DEV Community

Marko Djakovic for AWS Community Builders

Posted on • Originally published at marko.dj

Building a Cloud Native Serverless Chat On AWS

I've wanted to write about this for over a year probably, but I kept putting it off for various reasons. I built a real-time chat on AWS by (ab)using the IoT Core service, and I've been eager to share my experience. Recently, AWS announced AppSync Events
and my immediate thought was, "wow, I can replace the IoT Core solution with this!"

...a new solution for building secure and performant serverless WebSocket APIs to power real-time web and mobile experiences at any scale.

Not so fast... It turns out the initial version of AppSync Events has some significant limitations. For starters, there's no way to persist data by integrating with other AWS services. Persistence, along with many other features, is said to be on the roadmap for next year. I'm eagerly awaiting these updates, but until then, let me walk you through how to build real-time apps on AWS using this IoT Core based approach. It's a surprisingly straightforward method that leverages AWS serverless capabilities effectively.

I'll present a cloud architecture for a real-time chat application, accompanied by useful code snippets and infrastructure written in CDK, ready to be deployed and tested in your AWS environment. Along the way, I'll explain the design choices, discuss the options available, and also highlight some caveats of this approach.

Architecture

We are building a simple group chat that will have some pre-defined channels that users can subscribe to and send and receive messages. The application will use IoT Core Topics as the backbone for real-time messaging, with a few additional AWS serverless services to support things like data persistence and authorization. Apart from the real-time segment, the app will have a supporting REST API to fetch existing messages per channel.

Serverless Chat Architecture

This architecture allows us to publish messages and subscribe to topics directly on the IoT Core service. Published messages will automatically be stored in a DynamoDB table and subscribed clients will receive them in real time. As you can see on the diagram, there is also a Lambda authorizer which is needed to allow actions on IoT Core. For fetching previous messages from the database upon connecting, clients will use the get messages API that queries the DynamoDB table fetching messages from a requested channel. I won't go into technicalities of this API as it's not the main focus of the article, and it is a pretty standard serverless API.

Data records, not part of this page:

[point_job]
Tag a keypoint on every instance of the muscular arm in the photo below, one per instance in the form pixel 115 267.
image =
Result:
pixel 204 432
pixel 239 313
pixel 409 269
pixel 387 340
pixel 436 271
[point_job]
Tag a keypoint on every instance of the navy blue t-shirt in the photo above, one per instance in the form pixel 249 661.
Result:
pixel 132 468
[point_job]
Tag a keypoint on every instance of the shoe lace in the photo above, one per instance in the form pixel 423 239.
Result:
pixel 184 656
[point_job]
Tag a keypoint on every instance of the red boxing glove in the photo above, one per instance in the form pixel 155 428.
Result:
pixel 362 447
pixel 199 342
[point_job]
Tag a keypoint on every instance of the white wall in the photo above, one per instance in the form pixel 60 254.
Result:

Chat message payload looks quite simple as well:

{
  "channel": "general",
  "timestamp": "2018-11-07T00:25:00.073UTC",
  "username": "johndoe",
  "message": "hello world"
}
Enter fullscreen mode Exit fullscreen mode

Before diving into the implementation, let's cover some basic concepts important for understanding the solution.

AWS IoT Core

AWS IoT Core is a pretty powerful and feature-rich service, and the depths of its possibilities are beyond the scope of this article. What's important for us at the moment is to understand that it's essentially an MQTT broker which enables real time communication between connected applications, using Topics, Rules and Actions. In all AWS accounts there is an endpoint in each region that can be used to connect to the broker, and subscribe and publish messages to topics.

Topics, Rules & Actions

Creating a Topic isn't necessary as it is just a logical resource specified as a plain string at runtime. Usually, topic names are divided by slashes into logical parts, for example chat/general. One of the standout features of IoT Core are Rules, which allows you to filter, transform, and route messages to other AWS services through Actions. For instance, you can set up a rule to listen for messages published to a topic, and then trigger an action to store the message in DynamoDB or invoke a Lambda function. Or do a plethora of other things listed under AWS IoT rule actions. I believe this service is often overlooked partly because of its name, and partly because of its apparent complexity, but it can definitely be effective outside of IoT realm. Let's suppose that our application publishes messages to chat/general topic. A rule in CDK can be creatred to automatically store them in a DynamoDB table:

new TopicRule(this, 'SendMessagesToDynamoDB', {
  topicRuleName: 'chat_ddb_rule',
  sql: IotSql.fromStringAsVer20160323("SELECT * FROM 'chat/general'"),
  actions: [
    new DynamoDBv2PutItemAction(tableName),
  ]
});
Enter fullscreen mode Exit fullscreen mode

The code snippet above creates a topic rule, which uses an SQL-like syntax for filtering data from the topic, and defines a DynamoDB PutItem action. The result of the action is a message being stored in the given DynamoDB table. One of the conditions is to have the table key names match the field names in the message payload. If not, the SQL statement could also transform the field names, for example SELECT username AS userId, in case the table key is userId. To go in depths of this very powerful feature, full spec is available at AWS IoT SQL reference.

Authorization

The IoT Core regional endpoint is readily available, and after setting up a topic rule, you might expect to be ready to start publishing messages. Not quite yet. By default, no clients are permitted to connect to the broker. IoT Core provides robust and flexible authorization methods to manage access to its resources. In this example, we use a custom Lambda authorizer, allowing you to implement any custom logic to secure your application. The only condition is that authorizer Lambda's response must include a valid policy object. While there are numerous options for authorization, this article focuses on a simplified approach. For a deeper dive into the available options, refer to the IoT Core Authorization Guide.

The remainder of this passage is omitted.